Appeal by the defendant from a judgment of the County Court, Suffolk County (Braslow, J.), rendered June 12, 20Ó3, convicting him of murder in the second degree, upon a jury verdict, and imposing sentence. The appeal brings up for review the denial, after a hearing, of that branch of the defendant’s omnibus motion which was to suppress statements made to law enforcement officials.
Ordered that the judgment is affirmed.
The defendant’s statements to the police, at the scene of the crime that, “I’m the one you want officer, I did it; I shot her; and I’m not going to say anything more about it until I have representation. These People had nothing to do with it,” and “this is a bad situation that got out of hand. I’m sorry,” were properly admitted into evidence as a confession and an admission, respectively (see Prince, Richardson on Evidence § 8-251, at 552 [Farrell 11th ed]).

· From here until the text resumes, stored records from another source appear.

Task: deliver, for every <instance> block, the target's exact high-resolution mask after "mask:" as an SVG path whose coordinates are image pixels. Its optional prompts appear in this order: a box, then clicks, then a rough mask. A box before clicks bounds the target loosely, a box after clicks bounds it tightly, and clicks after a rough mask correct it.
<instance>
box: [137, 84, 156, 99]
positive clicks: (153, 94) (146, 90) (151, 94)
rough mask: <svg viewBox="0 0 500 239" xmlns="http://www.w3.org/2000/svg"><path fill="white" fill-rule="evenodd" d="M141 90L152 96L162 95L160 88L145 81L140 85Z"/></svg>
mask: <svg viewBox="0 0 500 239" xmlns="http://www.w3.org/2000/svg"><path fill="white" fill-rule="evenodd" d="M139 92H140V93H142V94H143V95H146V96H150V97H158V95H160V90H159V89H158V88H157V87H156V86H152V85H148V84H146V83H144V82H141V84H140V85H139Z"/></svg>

Viewing the evidence in the light most favorable to the defendant, we find that it was sufficient to establish the first, wholly subjective element of the test, as there was testimony that the defendant was enraged at the victim, and his statement to the police that the situation “got out of hand” supported a finding of a loss of control on his part. However, the evidence, viewed in the light most favorable to the defendant, does not support a finding that there was a reasonable explanation or excuse for the emotional disturbance, considering the subjective situation the defendant was in and the external circumstances, as he perceived them, such that the jury could conclude that the murder was an “understandable human response deserving of mercy” (People v Casassa, 49 NY2d 668, 680-681 [1980], cert denied 449 US 842 [1980]).
The sentence imposed was not excessive (see People v Suitte, 90 AD2d 80 [1982]).
The defendant’s contentions raised in his supplemental pro se brief concerning the admission into evidence of his statements to police, the racial composition of the jury, ineffective assistance of counsel, the charge to the jury, and prosecutorial misconduct are without merit. Miller, J.P., Ritter, Santucci and Florio, JJ., concur.